Seventy-eight years later, Holmes’ grandson and his 350 employees continue to churn out more than a million boxes of Jiffy baking mixes daily at the Chelsea Milling Co. in Chelsea (pop. 4,398). “Grandma thought, ‘Wouldn’t it be neat to invent a product that would taste great and be so easy that a man could make it?’” says Howdy S. Holmes, 58, company president. “The whole idea was to provide a service to homemakers.”

Initially, Mabel puzzled over what to call her new product. Inspiration struck while she was behind the wheel of a car on a trip with her husband, Howard. She nearly wrecked in her excitement, Howdy says.

“My grandma remembered that when she was a small child, the lady helping in the kitchen would say, ‘Mabel, you run and tell your daddy that those biscuits will be ready in a jiffy.’”

The first boxes of 40-ounce Jiffy all-purpose baking mix cost 28 cents—and sold like the hotcakes they made. Homemakers spread the word about the timesaving mix and to this day, the company relies on word-of-mouth promotion. The savings in advertising is reflected in the $1.49 price on the 40-ounce box and the smaller 8.5-ounce boxes, which sometimes sell for three for a dollar.

Loyal customer Harriet Humphrey has stocked her cupboards with Jiffy mixes for 49 years. “The cornbread is an old standby,” says Humphrey, 71, of Pittsford, Vt. (pop. 3,140). “I couldn’t keep house without it.”

The Holmes family has been selling baking ingredients to homemakers for nine generations. The family began milling flour in 1802, bought the Chelsea flour mill in 1887 and introduced its popular Jiffy mix in 1930.

Six years after launching America’s baking mix industry, Mabel assumed the role of company president when her husband died in a grain silo accident. The couple’s 23-year-old twin sons, Howard and Dudley Sr., ran the company and the Jiffy line continued to grow with a pie-crust mix in 1940 and a corn muffin mix in 1950.

Today, Chelsea Milling Co. fills 1.6 million Jiffy boxes daily with biscuit, cake, frosting, fudge brownie, muffin, pizza crust and pancake mixes. From the start, the company has been a do-it-all manufacturer—from milling its own flour to making its own cheery, blue boxes. With its gleaming white silos, the Chelsea plant—nicknamed Jiffyville—is a downtown landmark and favorite destination for tour groups. Visitors end tours with free samples of hot fluffy biscuits or muffins.

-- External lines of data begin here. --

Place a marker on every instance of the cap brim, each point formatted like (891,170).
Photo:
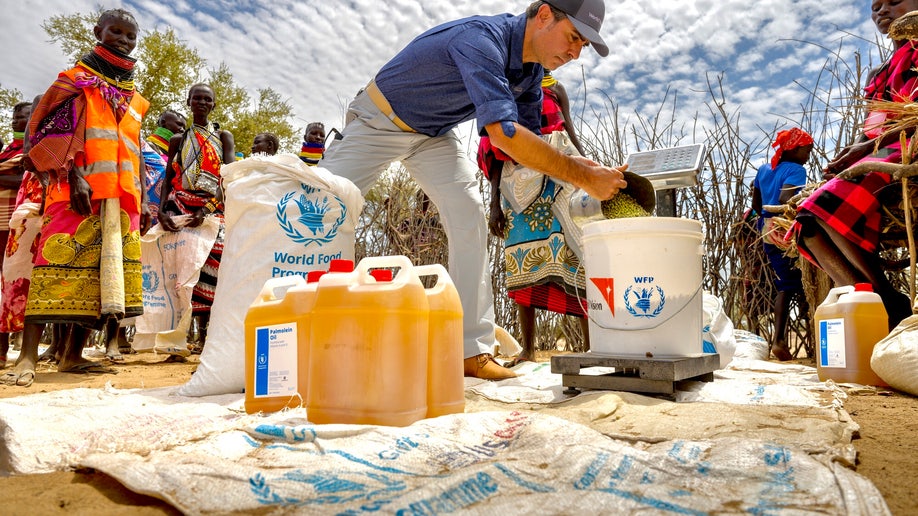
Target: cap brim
(592,36)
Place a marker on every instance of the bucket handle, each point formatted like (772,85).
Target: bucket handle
(659,323)
(269,290)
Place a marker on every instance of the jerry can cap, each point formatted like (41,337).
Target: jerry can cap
(381,274)
(338,265)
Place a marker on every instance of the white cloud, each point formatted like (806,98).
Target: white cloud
(319,53)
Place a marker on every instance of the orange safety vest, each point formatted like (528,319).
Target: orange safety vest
(111,162)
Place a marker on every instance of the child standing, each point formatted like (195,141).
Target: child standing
(775,183)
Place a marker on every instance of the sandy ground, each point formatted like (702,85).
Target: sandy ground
(887,447)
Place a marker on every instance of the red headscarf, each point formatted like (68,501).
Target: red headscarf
(787,140)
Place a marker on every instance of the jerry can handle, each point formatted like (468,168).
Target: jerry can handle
(835,293)
(269,290)
(433,269)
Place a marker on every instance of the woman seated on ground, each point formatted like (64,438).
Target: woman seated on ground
(838,226)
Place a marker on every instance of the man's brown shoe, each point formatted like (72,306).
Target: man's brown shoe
(485,367)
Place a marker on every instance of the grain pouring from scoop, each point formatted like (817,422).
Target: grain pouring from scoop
(622,206)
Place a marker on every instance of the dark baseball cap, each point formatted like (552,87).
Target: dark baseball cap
(587,17)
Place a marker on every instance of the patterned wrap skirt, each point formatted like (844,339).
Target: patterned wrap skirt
(542,271)
(66,286)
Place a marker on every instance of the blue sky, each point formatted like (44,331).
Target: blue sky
(318,54)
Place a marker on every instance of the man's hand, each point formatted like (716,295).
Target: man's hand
(529,150)
(605,182)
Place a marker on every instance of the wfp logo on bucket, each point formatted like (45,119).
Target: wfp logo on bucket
(643,299)
(310,216)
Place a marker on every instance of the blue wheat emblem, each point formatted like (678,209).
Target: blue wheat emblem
(150,281)
(644,301)
(308,225)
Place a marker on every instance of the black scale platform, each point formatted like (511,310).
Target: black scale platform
(633,374)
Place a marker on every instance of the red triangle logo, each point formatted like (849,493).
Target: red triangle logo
(607,290)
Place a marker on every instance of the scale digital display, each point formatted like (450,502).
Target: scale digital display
(674,167)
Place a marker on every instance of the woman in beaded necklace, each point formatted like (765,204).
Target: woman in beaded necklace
(192,187)
(84,135)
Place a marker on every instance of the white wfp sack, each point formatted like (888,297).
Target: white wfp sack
(171,266)
(895,358)
(717,329)
(282,218)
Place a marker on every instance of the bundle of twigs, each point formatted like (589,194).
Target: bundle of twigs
(901,119)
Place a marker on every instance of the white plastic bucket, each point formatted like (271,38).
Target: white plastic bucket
(643,286)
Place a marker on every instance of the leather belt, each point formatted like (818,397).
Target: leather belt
(379,100)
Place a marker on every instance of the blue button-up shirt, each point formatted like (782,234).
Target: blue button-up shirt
(469,68)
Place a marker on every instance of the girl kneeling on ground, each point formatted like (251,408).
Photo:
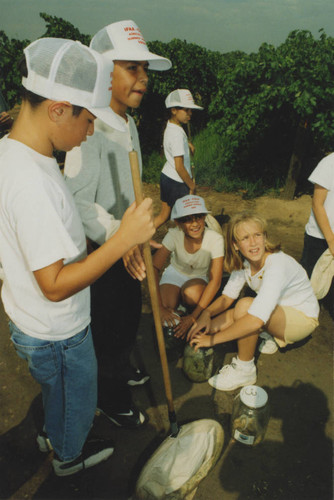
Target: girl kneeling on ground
(194,275)
(285,304)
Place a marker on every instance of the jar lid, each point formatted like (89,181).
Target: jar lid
(253,396)
(176,321)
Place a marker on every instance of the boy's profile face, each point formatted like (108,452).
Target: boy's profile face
(129,84)
(72,130)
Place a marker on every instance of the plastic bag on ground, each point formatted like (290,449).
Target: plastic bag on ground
(180,463)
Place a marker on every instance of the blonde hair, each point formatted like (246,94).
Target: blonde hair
(233,258)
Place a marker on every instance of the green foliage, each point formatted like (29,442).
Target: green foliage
(194,68)
(263,96)
(59,28)
(11,52)
(253,104)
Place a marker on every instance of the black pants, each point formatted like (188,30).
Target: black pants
(116,309)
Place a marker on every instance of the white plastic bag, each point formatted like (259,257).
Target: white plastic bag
(180,463)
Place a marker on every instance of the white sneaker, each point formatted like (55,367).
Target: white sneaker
(231,377)
(268,344)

While today’s Jiffy boxes look nearly identical to the originals and carry the slogan, “Quality and Value since 1930,” Chelsea Milling Co. has endured by changing with the times. When Howdy retired as a racecar driver and returned to the family business in 1988, he modernized the plant, built a $4.5 million warehouse in 1996 and introduced commercial-sized mixes to cater to restaurants and hospitals.

Still, he admires the perseverance of his flour-milling forefathers and cherishes the ingenuity of his grandmother. “Grandma had a simple idea and followed through,” Howdy says. “She wanted to save people time and money in the kitchen.”

Those basic ingredients are still valued by America’s homemakers.